20th Mayor of Winnipeg
- In office 1904–1906
- Preceded by: John Arbuthnot
- Succeeded by: James Henry Ashdown

Personal details
- Born: 14 March 1866 County Sligo, Ireland
- Died: 10 May 1929 (aged 63) St. Clements, Manitoba, Canada
- Spouse: Mary Jane Cathcart (m. 1887, d. 1922)
- Profession: contractor, mason

= Thomas Sharpe (politician) =

Canadian politician (1866–1929)

Thomas Sharpe (14 March 1866 – 10 May 1929) was a Canadian politician, the 20th Mayor of Winnipeg from 1904 to 1906.
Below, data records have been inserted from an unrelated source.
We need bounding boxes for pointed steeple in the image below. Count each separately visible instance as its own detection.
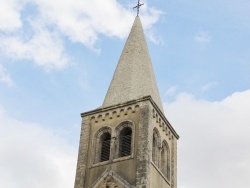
[102,16,163,112]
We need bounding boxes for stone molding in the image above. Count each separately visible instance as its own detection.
[90,169,135,188]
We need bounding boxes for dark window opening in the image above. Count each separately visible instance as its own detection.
[101,133,111,162]
[119,127,132,157]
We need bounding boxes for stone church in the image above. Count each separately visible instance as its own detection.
[75,16,179,188]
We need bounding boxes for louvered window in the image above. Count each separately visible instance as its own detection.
[119,127,132,157]
[101,133,111,162]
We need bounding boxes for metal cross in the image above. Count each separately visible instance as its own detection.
[133,0,144,16]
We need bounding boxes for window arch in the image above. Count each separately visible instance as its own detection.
[100,132,111,162]
[152,128,161,167]
[115,121,134,158]
[93,127,111,163]
[118,127,132,157]
[161,140,170,180]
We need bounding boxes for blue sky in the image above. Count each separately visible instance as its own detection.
[0,0,250,188]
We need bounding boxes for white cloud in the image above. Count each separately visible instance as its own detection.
[165,86,177,96]
[0,64,13,86]
[0,21,70,70]
[165,90,250,188]
[201,82,218,92]
[195,31,212,44]
[0,104,77,188]
[0,0,161,70]
[0,0,23,31]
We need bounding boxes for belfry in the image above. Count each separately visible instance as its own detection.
[75,13,179,188]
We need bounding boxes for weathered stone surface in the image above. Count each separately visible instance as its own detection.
[75,17,179,188]
[103,16,163,112]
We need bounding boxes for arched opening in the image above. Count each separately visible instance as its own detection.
[161,141,170,179]
[152,128,161,168]
[119,127,132,157]
[100,132,111,162]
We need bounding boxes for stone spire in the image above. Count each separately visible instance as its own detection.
[102,16,163,112]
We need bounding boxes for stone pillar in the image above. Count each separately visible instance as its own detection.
[74,117,90,188]
[136,102,152,188]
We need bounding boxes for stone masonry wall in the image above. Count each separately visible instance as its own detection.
[74,117,90,188]
[136,102,152,188]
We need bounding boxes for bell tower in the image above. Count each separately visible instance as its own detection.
[75,15,179,188]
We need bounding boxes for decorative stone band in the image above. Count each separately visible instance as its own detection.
[81,96,179,139]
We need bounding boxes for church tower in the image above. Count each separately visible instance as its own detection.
[75,15,179,188]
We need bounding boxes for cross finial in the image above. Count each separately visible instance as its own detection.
[133,0,144,16]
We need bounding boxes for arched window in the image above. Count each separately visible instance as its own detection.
[161,140,170,179]
[100,132,111,162]
[118,127,132,157]
[152,128,161,167]
[114,121,135,159]
[92,126,112,164]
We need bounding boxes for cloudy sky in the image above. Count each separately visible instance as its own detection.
[0,0,250,188]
Sharpe was born in County Sligo, Ireland and worked as a bank clerk in his teens. He moved to Canada in 1885 initially working in Toronto as a pavement contractor, then in 1892 moved to Winnipeg. He was a Winnipeg city alderman since 1899 before becoming mayor.

When a rise in cases of typhoid fever in Winnipeg was discovered in 1904 by the municipal Department of Health, mayor Sharpe responded with an aggressive program to develop and enforce sewage and water services. His work as mayor also led to the establishment of Winnipeg's first Board of Control in 1906.

In March 1906, he responded to a strike by employees of the Winnipeg Electric Railway Company with strikebreakers and then with armed militia, earning the mayor the nickname "Gatling Gun Sharpe". This incident was considered a precursor to the 1919 Winnipeg General Strike.

After 1906, Sharpe did not seek another term as mayor and returned to business interests.